Memang terasa sedikit keganjilan, jawab Andri, ketika dirinya dianggap
hijrah ke dalam kelompok tersebut setelah menyetorkan uang sebesar Rp
1 juta. Istilahnya, uang itu sebagai uang hijrah. Namun lagi-lagi rasa
ganjilnya hilang setelah sang mentor mengutip ayat yang dijadikan
dalil.

Setelah sekitar sebulan bergabung, kata Andri, kelompok tersebut
kembali meningkatkan doktrinnya, seperti anjuran mencuri barang orang
lain selain anggota kelompoknya. Kemudian langkah berikutnya, tambah
dia, adalah mengkafirkan orang tua, dan seterusnya.
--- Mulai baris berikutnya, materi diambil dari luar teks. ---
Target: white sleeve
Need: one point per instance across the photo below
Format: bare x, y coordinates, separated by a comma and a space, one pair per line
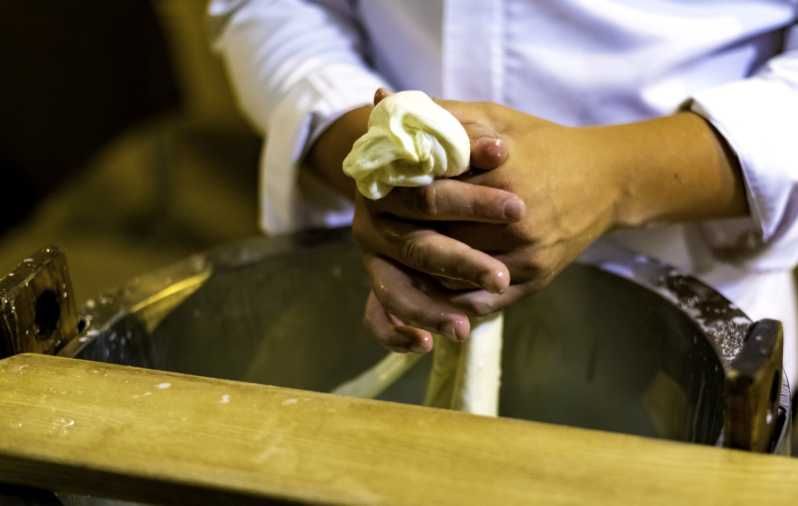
758, 117
296, 67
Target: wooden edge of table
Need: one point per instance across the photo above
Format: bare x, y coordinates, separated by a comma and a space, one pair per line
116, 431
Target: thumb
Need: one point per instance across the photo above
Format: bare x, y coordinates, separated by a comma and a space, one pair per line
488, 150
380, 94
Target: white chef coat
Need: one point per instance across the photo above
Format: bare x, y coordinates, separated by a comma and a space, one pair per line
298, 65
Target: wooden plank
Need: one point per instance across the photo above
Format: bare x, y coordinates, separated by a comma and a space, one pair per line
150, 435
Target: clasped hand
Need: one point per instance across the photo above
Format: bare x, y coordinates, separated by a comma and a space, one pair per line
536, 196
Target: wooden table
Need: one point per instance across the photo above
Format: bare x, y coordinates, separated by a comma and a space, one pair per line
110, 430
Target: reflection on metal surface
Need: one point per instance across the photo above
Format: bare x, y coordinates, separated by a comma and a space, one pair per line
155, 307
37, 307
632, 347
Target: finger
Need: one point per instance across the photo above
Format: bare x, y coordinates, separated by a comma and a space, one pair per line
433, 253
481, 303
380, 94
454, 285
452, 200
391, 332
490, 238
416, 306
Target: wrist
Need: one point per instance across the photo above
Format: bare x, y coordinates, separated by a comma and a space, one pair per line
674, 168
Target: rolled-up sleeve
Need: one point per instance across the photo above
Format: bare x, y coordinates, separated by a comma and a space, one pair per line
296, 67
758, 117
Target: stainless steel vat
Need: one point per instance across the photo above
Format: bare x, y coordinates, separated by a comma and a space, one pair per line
618, 342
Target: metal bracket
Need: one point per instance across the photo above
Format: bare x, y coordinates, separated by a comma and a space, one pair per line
753, 387
37, 307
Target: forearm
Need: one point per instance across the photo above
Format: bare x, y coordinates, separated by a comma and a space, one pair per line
328, 152
674, 168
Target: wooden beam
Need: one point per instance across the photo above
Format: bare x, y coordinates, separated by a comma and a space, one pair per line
149, 435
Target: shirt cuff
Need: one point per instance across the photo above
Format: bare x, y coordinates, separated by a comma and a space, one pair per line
757, 117
303, 114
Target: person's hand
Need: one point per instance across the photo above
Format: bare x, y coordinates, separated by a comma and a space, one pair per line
576, 184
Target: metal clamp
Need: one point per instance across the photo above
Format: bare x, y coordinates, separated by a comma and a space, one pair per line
37, 307
753, 386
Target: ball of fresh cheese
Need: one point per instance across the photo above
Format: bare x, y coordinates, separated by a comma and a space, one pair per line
410, 141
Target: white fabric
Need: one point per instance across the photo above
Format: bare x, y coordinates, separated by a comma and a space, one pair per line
298, 65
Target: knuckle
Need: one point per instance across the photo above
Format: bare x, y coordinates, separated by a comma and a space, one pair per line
427, 201
412, 252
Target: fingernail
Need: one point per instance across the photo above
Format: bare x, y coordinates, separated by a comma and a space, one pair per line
514, 209
419, 348
492, 148
449, 329
492, 282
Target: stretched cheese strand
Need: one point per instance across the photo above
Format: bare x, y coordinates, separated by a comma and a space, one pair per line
467, 376
374, 381
410, 141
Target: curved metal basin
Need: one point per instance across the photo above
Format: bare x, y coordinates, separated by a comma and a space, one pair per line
626, 345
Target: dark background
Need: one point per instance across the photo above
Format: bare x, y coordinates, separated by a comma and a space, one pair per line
120, 142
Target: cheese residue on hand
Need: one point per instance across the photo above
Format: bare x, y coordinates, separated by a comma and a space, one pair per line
410, 141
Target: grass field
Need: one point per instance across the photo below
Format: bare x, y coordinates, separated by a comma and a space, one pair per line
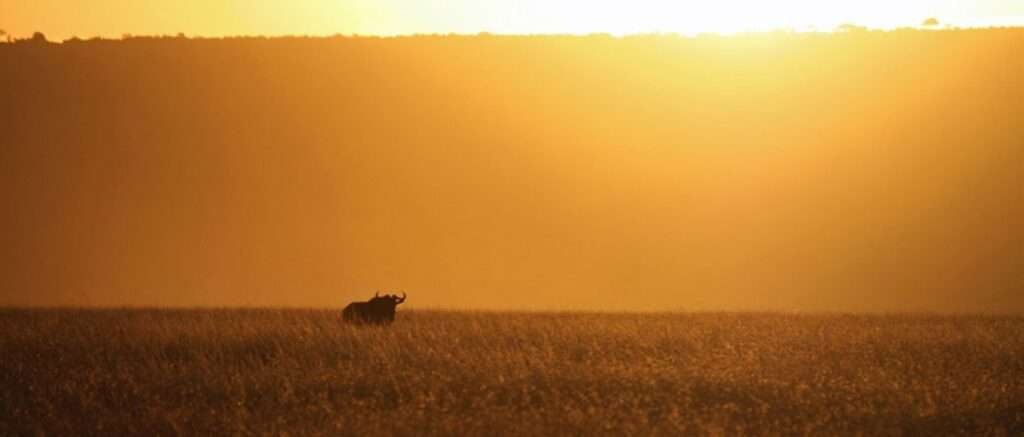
302, 373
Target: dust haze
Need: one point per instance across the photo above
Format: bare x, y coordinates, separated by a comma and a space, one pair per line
863, 171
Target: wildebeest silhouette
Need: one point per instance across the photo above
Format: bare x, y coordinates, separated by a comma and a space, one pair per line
379, 310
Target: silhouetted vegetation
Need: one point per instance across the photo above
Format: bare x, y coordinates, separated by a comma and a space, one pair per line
863, 171
303, 373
Ia pun mulai 'bermasalah' dengan lingkungan sekitarnya. Andri pun
memilih hijrah ke Jakarta dan diperkenalkan dengan apa yang dikatakan
sang mentor sebagai Negara Islam Indonesia (NII), wadahnya selama ini.

Andri mengungkapkan bahwa dirinya sempat bergabung dalam kelompok
tersebut selama satu tahun setengah dan jabatan terakhir yang
ditinggalkannya adalah koordinator desa atau setingkat kepala desa. ia
mengaku sempat memprotes mengenai setoran uang umat yang ketika itu di
korupsi oleh pemimpinnya.

Akhirnya, hidayah pun datang. Bersama 6.000 anggota lain, mereka
ramai-ramai mundur dari kelompok itu. Satu yang membuatnya tak habis
pikir hingga kini, ''Mereka sungguh lihai bermain ayat,'' ujarnya.